Dalam diskusi tersebut disebutkan bahwa saat ini Kota Bandung berada pada posisi kerawanan pemilu. Titik kerawanan pemilu di antaranya pada aspek sosial politik, masyarakat, penyelenggara pemilu yang tidak berintegritas, dan konstentasi peserta pemilu.

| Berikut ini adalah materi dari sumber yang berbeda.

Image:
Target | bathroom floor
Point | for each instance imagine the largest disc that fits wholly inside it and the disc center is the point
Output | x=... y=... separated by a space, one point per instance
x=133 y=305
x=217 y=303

"Berbagai isu strategis di Kota Bandung yang perlu disikapi yakni netralitas penyelenggara pemilu, polarisasi masyarakat, mitigasi dampak penggunaan media sosial dan pemenuhan hak memilih dan dipilih," ujar Anggota Bawaslu Kota Bandung Farhatun Fauziyyah, Kamis (16/3/2023).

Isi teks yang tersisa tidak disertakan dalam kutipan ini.